The substitution of G to A at position 20210 of the prothrombin gene is a recently recognised risk factor for venous thrombosis. It has been found in 18% of selected patients with a family history of venous thrombosis, 6% to 7% of unselected patients with deep vein thrombosis, but only 1% to 2% of controls,7 8 making it the second most common hereditary thrombophilia after the factor V Leiden mutation.2 Prothrombin is encoded by a 21 kb gene located on chromosome 11p11 to q12. Patients with the mutation (20210A) have higher plasma prothrombin concentrations than controls with the normal genotype (20210G), suggesting that hypercoaguability is due to hyperactivity of the common coagulation pathway resulting in increased thrombin production.7

Our patient had reduced antithrombin concentrations at 70% on initial testing.

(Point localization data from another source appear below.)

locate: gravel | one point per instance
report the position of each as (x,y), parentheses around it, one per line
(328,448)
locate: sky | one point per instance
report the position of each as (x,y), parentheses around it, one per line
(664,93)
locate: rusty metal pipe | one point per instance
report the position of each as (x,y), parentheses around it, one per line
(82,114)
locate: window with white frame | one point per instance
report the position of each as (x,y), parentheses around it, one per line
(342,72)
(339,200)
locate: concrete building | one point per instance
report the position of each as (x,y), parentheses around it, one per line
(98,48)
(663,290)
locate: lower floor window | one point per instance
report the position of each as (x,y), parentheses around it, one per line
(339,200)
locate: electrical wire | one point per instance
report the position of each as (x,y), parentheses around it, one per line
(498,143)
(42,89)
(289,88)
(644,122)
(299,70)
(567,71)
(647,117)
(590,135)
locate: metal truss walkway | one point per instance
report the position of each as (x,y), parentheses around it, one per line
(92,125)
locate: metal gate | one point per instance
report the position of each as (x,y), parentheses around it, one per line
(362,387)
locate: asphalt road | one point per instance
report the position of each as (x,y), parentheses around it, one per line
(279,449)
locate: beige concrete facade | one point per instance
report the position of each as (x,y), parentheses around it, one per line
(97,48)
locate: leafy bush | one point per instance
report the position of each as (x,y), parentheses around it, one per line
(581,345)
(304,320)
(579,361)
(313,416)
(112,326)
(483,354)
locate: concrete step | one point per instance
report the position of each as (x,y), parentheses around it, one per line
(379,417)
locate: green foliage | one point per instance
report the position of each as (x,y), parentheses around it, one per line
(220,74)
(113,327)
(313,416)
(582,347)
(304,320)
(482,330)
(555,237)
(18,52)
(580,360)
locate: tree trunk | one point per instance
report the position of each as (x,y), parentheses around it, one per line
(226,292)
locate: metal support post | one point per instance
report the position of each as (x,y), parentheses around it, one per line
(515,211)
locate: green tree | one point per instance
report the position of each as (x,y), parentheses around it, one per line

Thrombotic tendencies arise when concentrations are less than 60% of normal. The initial concentration was probably secondary to the acute thrombosis or treatment with heparin. Repeat testing after 4 months showed normal concentrations, hence we think that antithrombin deficiency is unlikely to be implicated in this patient’s CVT. There were no other risk factors for venous thrombosis in our patient, unlike the recently reported patient with sagittal sinus thrombosis, who was taking the oral contraceptive pill.9

Activated protein C resistance due to the factor V Leiden mutation is the most common hereditary thrombophilia associated with CVT,3-6 although in most cases it is also associated with an acquired prothrombotic tendency,3 such as the oral contraceptive pill. In a recent study of 40 patients with CVT, Activated protein C resistance with the Leiden mutation was found in four patients, protein C deficiency in one, and protein S deficiency in another.3 Isolated hereditary thrombophilias as a cause of CVT seem to be rare in the absence of other factors, with only the patient with protein S deficiency in the series of Deschiens et al 3 and other occasional cases4 5having no other predisposing factor.

The identification of an inherited thrombophilia in a patient with CVT should not, therefore, preclude a search for other provoking factors. To the list of inherited thrombophilias should now be added the newly identified 20210A prothrombin gene mutation.